A mí me parece interesante detenernos en el análisis de esta breve frase, plena de pragmatismo, que expresa el sentir generalizado del hombre actual. En ella veo reflejadas las aspiraciones, tanto de puertas a dentro como de puertas a fuera, de unos hombres y mujeres que han decidido vivir a tope y a lo único que aspiran es a ser felices aquí y ahora, en la medida de sus posibilidades Nos revela también el compromiso o la falta del mismo, según se mire, tanto consigo mismo como con los demás
Cuando decimos que cada cual tiene que vivir su vida, lo que estamos diciendo es que hay que saber saborear cada momento de nuestra existencia sin desperdiciar ninguno de ellos, conscientes de que la vida sólo se vive una vez y que el paso del tiempo es tan fugaz que cuando te quieres dar cuenta tu oportunidad ha pasado ya. Imbuidos como estamos de un inmanentismo puro y duro, no nos cansamos de repetir “a vivir que son dos días”. ¿Qué otra cosa puede hacer quien cree que todo se acaba con la muerte? ¿Qué otra cosa se pude esperar de quien piensa que no hay pasado ni futuro, sino que sólo contamos con un presente efímero?

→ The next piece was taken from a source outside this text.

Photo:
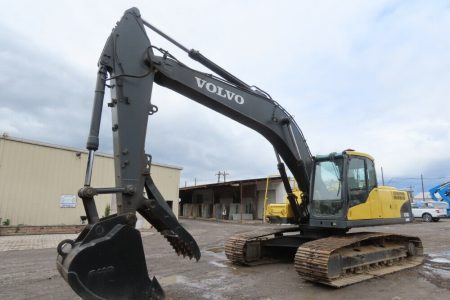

La incitación a vivir de prisa e intensamente ha sido fruto de la experiencia de caducidad de todo lo que nos rodea. Los sucesos trascurren tan de prisa que han acabado colocándonos en situación de emergencia. Atrapados como estamos en un dinamismo cambiante y fugaz, solo nos queda la provisionalidad. Si un día quisiéramos romper su cerco tendríamos que hacerlo ensanchando nuestro campo de visión y proyectando nuestra mirada sobre horizontes más amplios; pero ello resulta complicado para quienes han decidido vivir sin responsabilidades con el pasado y sin inquietudes perturbadoras de futuro. Está claro que lo que hoy cuenta es una existencia apacible sin grandes preocupaciones y dejar que los días vayan pasando sin sobresaltos, contentos de poder decir a la vida, "nada te debo, nada me debes, estamos en paz".